To get the placement of an existing window, you give it the native handle for the window, and get back a string of XML that represents the placement for the window. You save this string somewhere, then when the program starts back up again, apply it with SetPlacement. The above code works for both WinForms and WPF. And in both cases you can open your Properties/Settings.settings file and add a new setting to store the string:

image

This will store the window state locally, per-user. Of course you could also store the string wherever you wanted to.

What I like about this approach is that the WindowPlacement class does the XML serialization for you and gives you a nice, tidy string containing all the placement data.

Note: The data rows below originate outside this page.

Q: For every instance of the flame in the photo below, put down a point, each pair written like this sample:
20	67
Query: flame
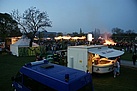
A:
109	42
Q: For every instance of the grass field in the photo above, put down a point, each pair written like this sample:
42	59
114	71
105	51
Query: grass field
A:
126	81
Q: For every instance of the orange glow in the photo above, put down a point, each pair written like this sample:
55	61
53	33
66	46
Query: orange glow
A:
109	42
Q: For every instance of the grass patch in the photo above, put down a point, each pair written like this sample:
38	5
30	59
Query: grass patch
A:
126	81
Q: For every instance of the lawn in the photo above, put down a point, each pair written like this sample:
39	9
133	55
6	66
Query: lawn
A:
126	81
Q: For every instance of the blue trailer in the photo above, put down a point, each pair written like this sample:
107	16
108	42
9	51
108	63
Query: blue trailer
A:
44	76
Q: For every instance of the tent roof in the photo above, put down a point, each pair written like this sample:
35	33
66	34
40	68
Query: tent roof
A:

But where in the program code should we hook in to save and re-apply the window placements? The answer is a bit different between WinForms and WPF.

WPF:

You might benefit by throwing a couple of extension methods on the WindowPlacement class to make things a bit easier:

public static void SetPlacement(this Window window, string placementXml)
{
    WindowPlacement.SetPlacement(new WindowInteropHelper(window).Handle, placementXml);
}

public static string GetPlacement(this Window window)
{
    return WindowPlacement.GetPlacement(new WindowInteropHelper(window).Handle);
}

To save the window placement, just handle the Closing event on the Window:

private void Window_Closing(object sender, CancelEventArgs e)
{
    Settings.Default.MainWindowPlacement = this.GetPlacement();
    Settings.Default.Save();
}

To restore, you’ll need to hook in on SourceInitialized:

protected override void OnSourceInitialized(EventArgs e)
{
    base.OnSourceInitialized(e);
    this.SetPlacement(Settings.Default.MainWindowPlacement);
}

WinForms:

This one is a bit more straightforward. Save on the FormClosing event and restore the window state in the Load event handler. The Form’s native handle is accessible from its Handle property.

Now we have a robust and relatively painless way of persisting window sizes and positions, and we only need to keep track of one string per window.